Approval rules and dual approval¶

A batch may optionally require two approvals from two different reviewers before a document moves to APPROVED. Admins control this through rule sets under Admin → Approval Rules.

Rule sets, batches, and the AND/OR model¶

A batch can have zero or more rule sets attached to it. Each rule set is a collection of conditions, and each condition is one of the rules listed below.

Within a single rule set, conditions are AND-ed. A rule set "fires" only when every condition in it is satisfied at approve time.
Across rule sets on the same batch, results are OR-ed.
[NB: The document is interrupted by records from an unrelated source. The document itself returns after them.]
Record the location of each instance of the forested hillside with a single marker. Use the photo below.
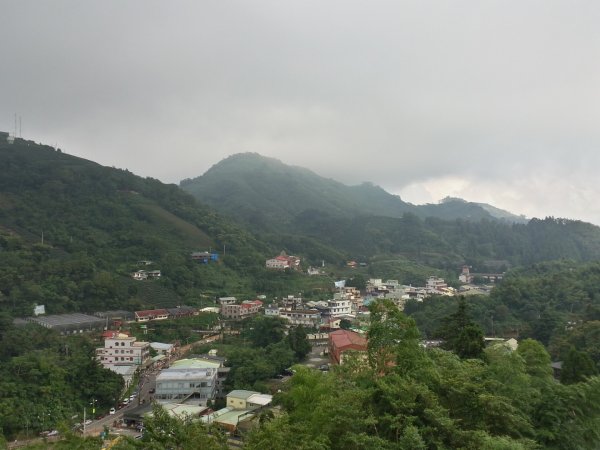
(265, 192)
(556, 303)
(328, 220)
(403, 396)
(72, 232)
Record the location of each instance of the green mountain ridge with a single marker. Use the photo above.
(285, 204)
(72, 232)
(266, 192)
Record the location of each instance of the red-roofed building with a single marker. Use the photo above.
(283, 262)
(248, 308)
(152, 314)
(341, 341)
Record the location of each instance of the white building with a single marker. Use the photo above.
(306, 317)
(188, 379)
(339, 306)
(120, 349)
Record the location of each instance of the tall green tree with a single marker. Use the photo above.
(576, 367)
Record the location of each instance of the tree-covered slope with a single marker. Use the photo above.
(328, 220)
(265, 192)
(72, 232)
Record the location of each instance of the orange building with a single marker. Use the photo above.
(341, 341)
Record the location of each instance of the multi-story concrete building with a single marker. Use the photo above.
(120, 349)
(188, 379)
(246, 309)
(339, 306)
(306, 317)
(342, 341)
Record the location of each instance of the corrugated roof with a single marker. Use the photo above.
(345, 338)
(242, 393)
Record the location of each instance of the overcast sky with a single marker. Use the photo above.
(492, 101)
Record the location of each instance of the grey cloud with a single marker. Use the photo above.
(498, 101)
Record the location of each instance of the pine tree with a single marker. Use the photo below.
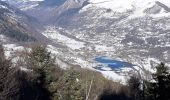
(41, 64)
(72, 86)
(160, 89)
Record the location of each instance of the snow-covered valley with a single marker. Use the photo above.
(134, 31)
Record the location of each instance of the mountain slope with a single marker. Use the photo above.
(15, 24)
(125, 30)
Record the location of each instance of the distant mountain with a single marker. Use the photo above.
(16, 25)
(129, 30)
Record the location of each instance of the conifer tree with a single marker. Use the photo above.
(159, 89)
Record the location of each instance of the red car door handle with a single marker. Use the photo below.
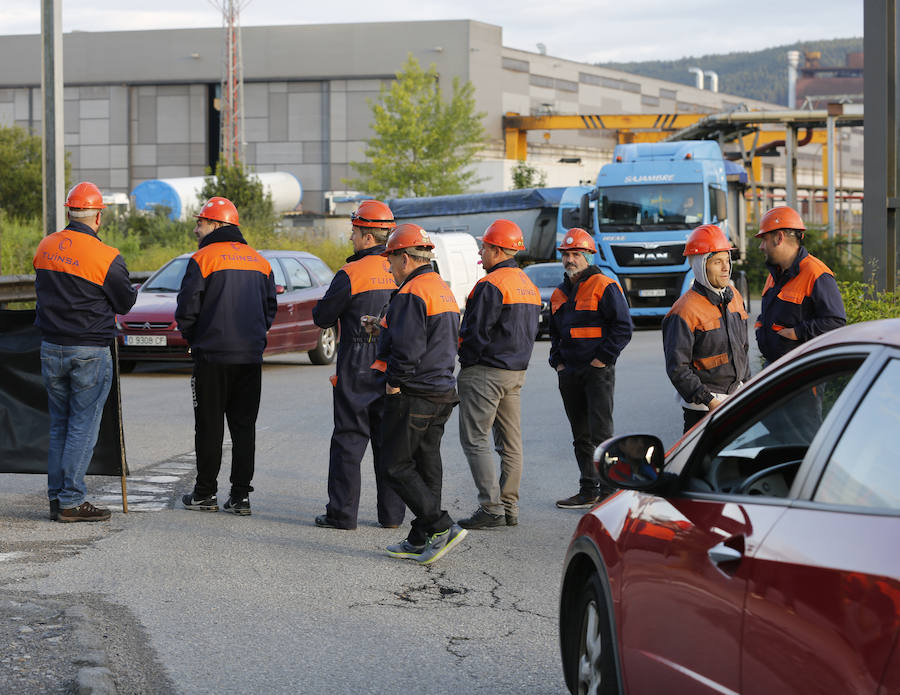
(726, 552)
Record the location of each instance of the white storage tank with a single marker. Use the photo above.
(180, 195)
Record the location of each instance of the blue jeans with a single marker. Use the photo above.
(77, 378)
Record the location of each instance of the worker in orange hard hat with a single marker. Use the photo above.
(496, 338)
(417, 354)
(359, 292)
(225, 307)
(800, 299)
(81, 284)
(705, 331)
(590, 325)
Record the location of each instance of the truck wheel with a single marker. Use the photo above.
(326, 348)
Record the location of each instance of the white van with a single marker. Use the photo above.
(457, 261)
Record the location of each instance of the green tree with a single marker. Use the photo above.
(527, 176)
(422, 145)
(244, 190)
(20, 172)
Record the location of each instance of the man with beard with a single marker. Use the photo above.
(589, 327)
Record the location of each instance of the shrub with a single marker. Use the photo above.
(864, 303)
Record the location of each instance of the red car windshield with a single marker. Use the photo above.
(168, 278)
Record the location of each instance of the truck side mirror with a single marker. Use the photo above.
(721, 205)
(584, 213)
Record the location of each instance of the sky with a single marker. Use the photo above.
(584, 30)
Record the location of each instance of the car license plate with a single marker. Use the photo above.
(144, 340)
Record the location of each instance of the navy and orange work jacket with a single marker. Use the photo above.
(705, 343)
(418, 344)
(804, 297)
(227, 300)
(362, 287)
(501, 319)
(589, 319)
(81, 284)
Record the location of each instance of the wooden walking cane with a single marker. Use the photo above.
(121, 428)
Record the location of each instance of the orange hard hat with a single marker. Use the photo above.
(707, 238)
(373, 213)
(782, 217)
(405, 236)
(86, 196)
(219, 209)
(504, 234)
(577, 239)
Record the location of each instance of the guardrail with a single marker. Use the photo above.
(20, 288)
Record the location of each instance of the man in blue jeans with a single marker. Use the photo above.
(81, 284)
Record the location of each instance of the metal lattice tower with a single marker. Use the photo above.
(231, 111)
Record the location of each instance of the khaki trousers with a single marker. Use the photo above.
(489, 400)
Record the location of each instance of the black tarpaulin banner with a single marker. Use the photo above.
(24, 417)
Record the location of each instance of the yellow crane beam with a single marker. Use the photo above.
(516, 127)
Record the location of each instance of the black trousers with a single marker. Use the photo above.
(411, 433)
(232, 391)
(587, 394)
(358, 407)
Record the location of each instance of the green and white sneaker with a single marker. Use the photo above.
(405, 549)
(438, 544)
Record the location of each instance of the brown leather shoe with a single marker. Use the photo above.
(84, 512)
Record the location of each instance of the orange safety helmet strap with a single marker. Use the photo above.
(220, 210)
(85, 196)
(576, 239)
(781, 217)
(373, 213)
(707, 238)
(406, 236)
(504, 234)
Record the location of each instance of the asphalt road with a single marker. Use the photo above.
(272, 604)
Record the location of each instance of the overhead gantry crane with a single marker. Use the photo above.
(755, 132)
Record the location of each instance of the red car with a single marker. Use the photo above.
(761, 554)
(148, 332)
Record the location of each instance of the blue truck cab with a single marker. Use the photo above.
(641, 210)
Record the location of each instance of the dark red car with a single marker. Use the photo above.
(148, 332)
(761, 554)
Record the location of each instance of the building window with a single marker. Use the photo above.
(515, 65)
(541, 81)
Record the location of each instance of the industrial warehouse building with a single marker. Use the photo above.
(142, 105)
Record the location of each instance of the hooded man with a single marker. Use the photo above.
(705, 331)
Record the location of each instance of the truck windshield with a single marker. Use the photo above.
(635, 208)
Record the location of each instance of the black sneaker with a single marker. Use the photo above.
(583, 500)
(405, 549)
(325, 521)
(84, 512)
(481, 518)
(240, 507)
(438, 544)
(207, 504)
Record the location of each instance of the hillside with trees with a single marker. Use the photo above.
(754, 74)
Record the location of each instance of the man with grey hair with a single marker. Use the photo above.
(81, 284)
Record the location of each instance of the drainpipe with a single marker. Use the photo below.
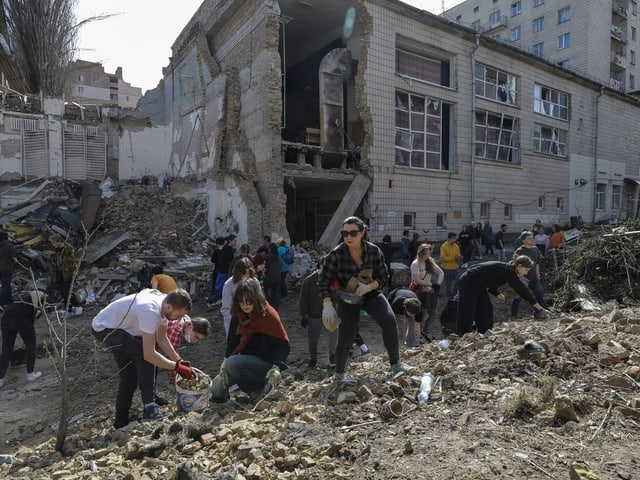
(473, 122)
(595, 160)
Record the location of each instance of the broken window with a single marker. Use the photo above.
(495, 84)
(496, 137)
(422, 132)
(550, 102)
(420, 67)
(601, 191)
(549, 140)
(616, 197)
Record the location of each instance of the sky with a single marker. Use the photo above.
(139, 34)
A document requires dual approval if any of the batch's rule sets fires.
A batch with no rule sets behaves as before: single approval.
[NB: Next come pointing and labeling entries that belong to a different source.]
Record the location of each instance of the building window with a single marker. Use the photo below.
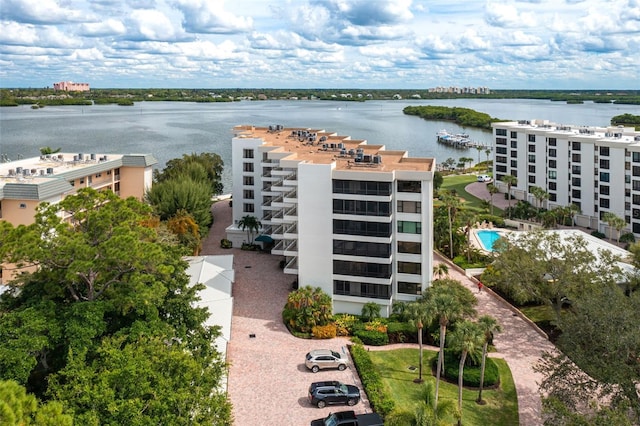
(361, 269)
(409, 268)
(359, 248)
(361, 188)
(411, 247)
(409, 186)
(410, 206)
(409, 288)
(409, 227)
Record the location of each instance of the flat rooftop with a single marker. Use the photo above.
(322, 147)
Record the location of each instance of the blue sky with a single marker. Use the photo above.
(403, 44)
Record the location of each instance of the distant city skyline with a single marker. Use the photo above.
(368, 44)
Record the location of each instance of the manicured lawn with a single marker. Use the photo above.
(502, 403)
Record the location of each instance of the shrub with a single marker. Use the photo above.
(379, 397)
(401, 332)
(345, 324)
(372, 337)
(471, 375)
(324, 331)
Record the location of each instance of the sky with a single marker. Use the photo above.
(307, 44)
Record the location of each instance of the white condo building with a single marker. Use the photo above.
(595, 168)
(351, 218)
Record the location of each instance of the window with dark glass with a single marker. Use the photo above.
(411, 247)
(361, 248)
(409, 186)
(409, 288)
(409, 268)
(366, 229)
(362, 269)
(409, 206)
(407, 227)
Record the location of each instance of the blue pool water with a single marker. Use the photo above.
(487, 238)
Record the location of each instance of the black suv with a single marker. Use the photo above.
(322, 394)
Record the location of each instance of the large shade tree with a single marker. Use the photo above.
(102, 276)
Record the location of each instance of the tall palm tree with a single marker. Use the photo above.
(489, 326)
(447, 306)
(509, 180)
(466, 338)
(452, 203)
(251, 224)
(419, 313)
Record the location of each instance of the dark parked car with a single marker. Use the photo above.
(322, 394)
(321, 359)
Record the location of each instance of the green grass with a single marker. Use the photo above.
(502, 403)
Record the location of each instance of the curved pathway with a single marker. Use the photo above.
(268, 381)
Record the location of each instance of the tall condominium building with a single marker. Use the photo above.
(595, 168)
(351, 218)
(25, 183)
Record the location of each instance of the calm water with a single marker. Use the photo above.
(170, 129)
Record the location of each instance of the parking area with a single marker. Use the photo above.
(268, 381)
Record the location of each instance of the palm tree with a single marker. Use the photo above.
(488, 325)
(251, 224)
(540, 195)
(466, 338)
(509, 180)
(452, 203)
(614, 222)
(447, 305)
(441, 270)
(419, 313)
(492, 191)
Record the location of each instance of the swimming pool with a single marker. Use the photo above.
(487, 237)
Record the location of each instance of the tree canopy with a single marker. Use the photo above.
(105, 323)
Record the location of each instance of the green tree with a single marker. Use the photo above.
(251, 224)
(614, 222)
(17, 408)
(510, 181)
(488, 325)
(448, 301)
(467, 338)
(306, 308)
(545, 267)
(419, 314)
This lets you express "trigger dual approval when (A AND B) OR (C AND D)" without complex per-rule expressions: each AND group is its own rule set, and adding more rule sets simply adds more independent triggers.

Available rules¶

Rule	What it checks	Configurable cutoff
Document contains an SSN, credit card, or passport number	Span types `SSN`, `CREDIT_CARD`, `PASSPORT_NUMBER`	—
Document risk score above a threshold	The document-level risk score	yes (0–1, default `0.9`)
A rejected span has confidence above a threshold	Any rejected span's `confidence`	yes (0–1, default `0.95`)
Approving reviewer has performed fewer reviews than a threshold	Reviewer's prior approve count	yes (≥0, default `100`)
Reviewer manually added more than X redactions	Count of `manuallyCreated` spans on the document	yes (integer ≥0, default `5`)
Document contains classified keywords	Case-insensitive substring match against an admin list (e.g. Classified, Proprietary, Secret)	yes (comma-separated list)
Dual-approval sampling rate	Per-document random roll persisted at ingest, compared to a configured rate	yes (0.0–1.0, default `0.02` = 2%)

The reviewer-experience rule short-circuits at queue display time so it can flag documents up front; document-side rules are evaluated against the live document state.
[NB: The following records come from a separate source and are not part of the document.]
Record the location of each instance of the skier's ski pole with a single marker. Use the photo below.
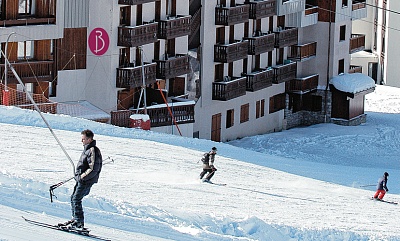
(52, 187)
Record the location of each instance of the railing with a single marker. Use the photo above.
(133, 36)
(30, 72)
(173, 66)
(262, 9)
(183, 114)
(231, 15)
(174, 27)
(131, 77)
(358, 5)
(311, 10)
(355, 69)
(261, 44)
(227, 53)
(259, 79)
(286, 37)
(283, 73)
(230, 88)
(134, 2)
(357, 42)
(27, 21)
(302, 52)
(302, 85)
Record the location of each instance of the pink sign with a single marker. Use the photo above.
(98, 41)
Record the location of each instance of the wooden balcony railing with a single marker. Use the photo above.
(183, 114)
(359, 4)
(129, 36)
(230, 88)
(302, 85)
(27, 21)
(260, 79)
(134, 2)
(357, 43)
(227, 53)
(283, 73)
(311, 10)
(355, 69)
(261, 44)
(302, 52)
(131, 77)
(173, 66)
(262, 9)
(286, 37)
(231, 15)
(174, 27)
(30, 72)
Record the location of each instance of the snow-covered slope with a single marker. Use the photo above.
(152, 191)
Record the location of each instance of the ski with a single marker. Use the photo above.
(65, 229)
(384, 201)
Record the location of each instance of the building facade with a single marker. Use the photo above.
(259, 66)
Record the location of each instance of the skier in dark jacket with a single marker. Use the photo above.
(381, 187)
(208, 165)
(87, 173)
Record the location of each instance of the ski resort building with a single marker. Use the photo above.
(210, 69)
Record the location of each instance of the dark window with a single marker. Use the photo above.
(229, 118)
(341, 66)
(244, 113)
(343, 33)
(277, 102)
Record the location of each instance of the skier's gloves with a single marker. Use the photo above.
(77, 178)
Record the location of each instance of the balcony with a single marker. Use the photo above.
(355, 69)
(159, 116)
(303, 52)
(31, 72)
(286, 37)
(231, 15)
(131, 77)
(261, 43)
(230, 88)
(285, 72)
(259, 79)
(173, 66)
(262, 9)
(134, 2)
(359, 9)
(133, 36)
(227, 53)
(357, 43)
(174, 27)
(302, 85)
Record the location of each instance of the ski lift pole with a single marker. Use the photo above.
(38, 110)
(52, 187)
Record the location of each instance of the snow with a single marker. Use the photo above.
(352, 83)
(311, 183)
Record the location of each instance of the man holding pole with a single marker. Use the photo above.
(87, 173)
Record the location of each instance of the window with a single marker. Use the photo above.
(277, 102)
(25, 50)
(341, 66)
(343, 33)
(25, 7)
(229, 118)
(244, 113)
(260, 106)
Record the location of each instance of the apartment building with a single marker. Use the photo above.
(265, 65)
(379, 60)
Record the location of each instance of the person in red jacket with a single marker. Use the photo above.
(381, 187)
Behavior when a rule set fires¶

When dual approval is required, the document tracks an ordered list of approver emails (approvedBy) and stays in REVIEW_REQUIRED until enough approvals have been collected. The same reviewer can never approve a document twice. The Document Queue's Approvals column shows progress (e.g. 1 of 2).

For worked examples and recommended configurations, see the admin guide: Approval rule sets.

Inbox¶

Each user has a per-user Inbox for system-delivered messages (inbox_messages collection: id, userId, message, createdAt, read). The sidebar Inbox link displays an unread-count badge that's available on every page via a global controller advice. Users mark messages read individually; admins can deliver messages programmatically via the inbox service.

Search¶

Full text search is the optional capability that indexes every ingested document in OpenSearch so reviewers can search by content. When enabled, every document goes into the configured index at ingest time with its filename, batch, status, and full original text. The Search page in the sidebar and the GET /api/v1/search endpoint run a full-text match query against that index. Results outside the caller's group visibility return as restricted: true with content fields nulled — so the caller knows a result exists without seeing what it is.

The feature is enabled by default but its connection details (endpoint, optional basic-auth credentials, index name) are configured at runtime under Admin → Settings → Full text search. The full configuration, mapping bootstrap, and what changes when the feature is turned off are documented on the Full text search admin page.

Audit log¶

Every state-changing action — login, logout, batch changes, span and document updates, settings changes — is written to the audit_log collection in MongoDB with the actor's email, the resource touched, a timestamp, and context-specific details. Admins can browse and export the log under Admin → Audit log.